Dass das System der Krankenhausfinanzierung dringend weiterentwickelt werden müsse, betonte auch Müller-Gemmeke. Es gehe darum, ein Modell zu entwickeln, in dem die auskömmliche Finanzierung von Vorhaltekosten dauerhaft integriert ist und das auch die aus dem DRG-System resultierenden Fehlanreize abbaut. Wichtig sei zudem eine realistische Personalbemessung, die eine menschenwürdige und gute Pflege erst ermöglicht.
Michael Fischer, selbst Arzt und im Kreisrat ebenso damit befasst, machte deutlich, dass die Finanzierung eines Krankenhauses zu seinem Versorgungsauftrag und zu seinem Einzugsgebiet passen muss.
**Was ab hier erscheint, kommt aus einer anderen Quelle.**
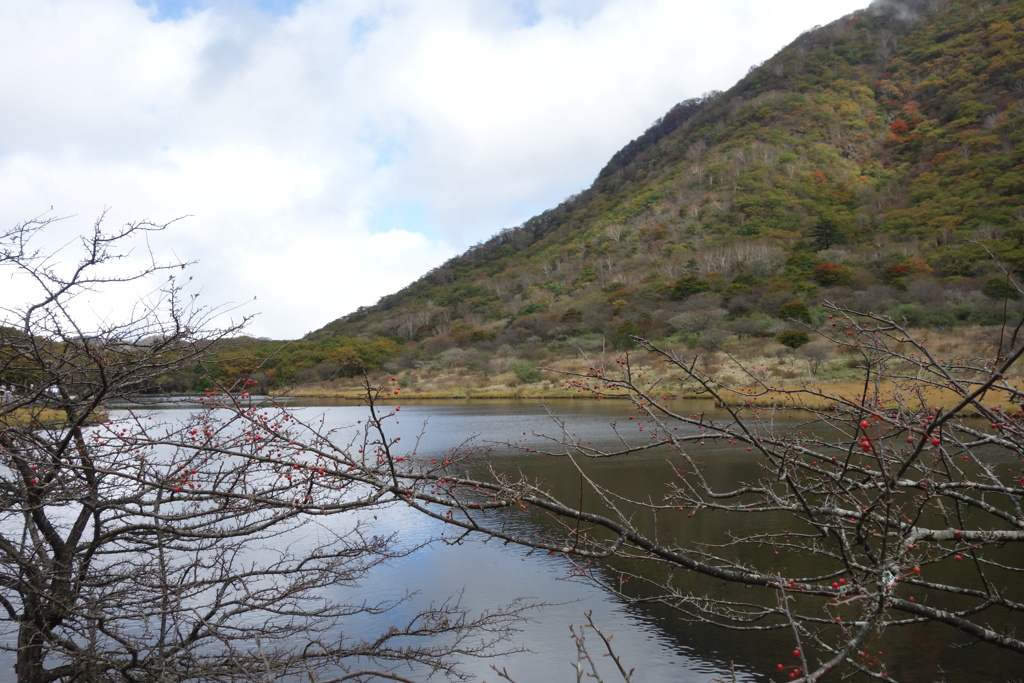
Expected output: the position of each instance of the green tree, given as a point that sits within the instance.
(793, 338)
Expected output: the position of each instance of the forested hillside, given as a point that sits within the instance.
(878, 161)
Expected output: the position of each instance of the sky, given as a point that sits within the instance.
(322, 154)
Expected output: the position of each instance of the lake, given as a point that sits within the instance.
(654, 641)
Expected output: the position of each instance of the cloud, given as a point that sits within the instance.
(329, 153)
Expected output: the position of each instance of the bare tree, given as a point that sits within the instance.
(132, 550)
(901, 502)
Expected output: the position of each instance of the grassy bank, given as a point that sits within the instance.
(761, 373)
(43, 418)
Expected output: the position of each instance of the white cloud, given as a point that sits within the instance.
(332, 154)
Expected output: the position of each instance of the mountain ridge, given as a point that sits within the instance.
(875, 160)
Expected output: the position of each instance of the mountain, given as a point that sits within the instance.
(877, 161)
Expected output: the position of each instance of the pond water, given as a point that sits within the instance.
(656, 642)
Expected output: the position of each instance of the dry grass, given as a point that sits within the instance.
(43, 418)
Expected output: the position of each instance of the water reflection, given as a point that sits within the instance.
(653, 640)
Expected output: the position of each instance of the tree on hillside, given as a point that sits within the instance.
(131, 550)
(894, 504)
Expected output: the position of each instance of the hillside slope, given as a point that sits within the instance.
(878, 161)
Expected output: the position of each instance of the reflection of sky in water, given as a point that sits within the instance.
(488, 574)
Eine Klinik im ländlichen Raum wie in Freudenstadt deckt immerhin 80% aller Fälle ab, mit denen Patienten überhaupt jemals in ein Krankenhaus kommen.
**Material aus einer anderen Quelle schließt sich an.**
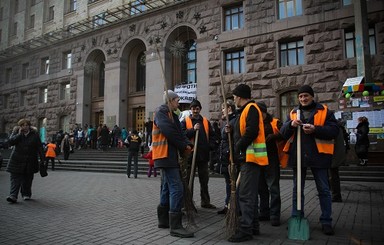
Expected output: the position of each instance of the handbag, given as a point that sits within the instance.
(43, 170)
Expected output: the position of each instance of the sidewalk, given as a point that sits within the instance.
(103, 208)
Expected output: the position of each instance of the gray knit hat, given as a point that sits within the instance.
(171, 95)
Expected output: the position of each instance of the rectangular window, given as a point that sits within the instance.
(234, 62)
(72, 5)
(98, 20)
(24, 71)
(290, 8)
(67, 60)
(234, 18)
(14, 30)
(51, 13)
(6, 101)
(350, 43)
(65, 91)
(43, 95)
(8, 75)
(32, 21)
(44, 66)
(292, 53)
(23, 98)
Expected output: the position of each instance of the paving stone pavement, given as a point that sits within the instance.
(105, 208)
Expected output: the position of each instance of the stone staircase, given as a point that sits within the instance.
(114, 160)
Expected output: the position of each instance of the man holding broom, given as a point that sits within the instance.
(251, 153)
(195, 123)
(318, 128)
(168, 140)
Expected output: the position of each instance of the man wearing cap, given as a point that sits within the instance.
(206, 143)
(168, 140)
(269, 183)
(319, 129)
(251, 153)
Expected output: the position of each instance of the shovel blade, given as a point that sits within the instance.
(298, 228)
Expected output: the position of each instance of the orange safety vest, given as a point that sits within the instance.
(159, 143)
(188, 125)
(323, 146)
(283, 157)
(51, 150)
(257, 151)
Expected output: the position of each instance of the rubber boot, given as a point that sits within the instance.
(163, 217)
(177, 229)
Nur Spezialfälle werden an Fachkliniken überstellt. Bliesener sieht auch in einer besseren Ausgestaltung ambulanter Angebote weitere personelle und finanzielle Entlastungsmöglichkeiten für die Kliniken.
Vor allem sollten Patienten nicht die Notaufnahme ansteuern, wenn eigentlich kein Notfall vorliegt. Mit Sorge beobachten die Ärzte diesen Trend. Für ein schmerzendes Handgelenk nach der Gartenarbeit ist der Hausarzt zuständig.
Dem Kreisrat ist es zu verdanken, dass die Finanzentscheidungen der öffentlichen Hand bisher zugunsten einer wohnortnahen Versorgung durch die Kliniken ausgefallen sind. Der Landkreis beteiligt sich in hohem Maße an der Finanzierung des Krankenhausbetriebes.
Grundlegende Änderungen im Finanzierungssystem sind allerdings Sache des Bundes. Beate Müller-Gemmeke hat die Botschaft nach Berlin gebracht.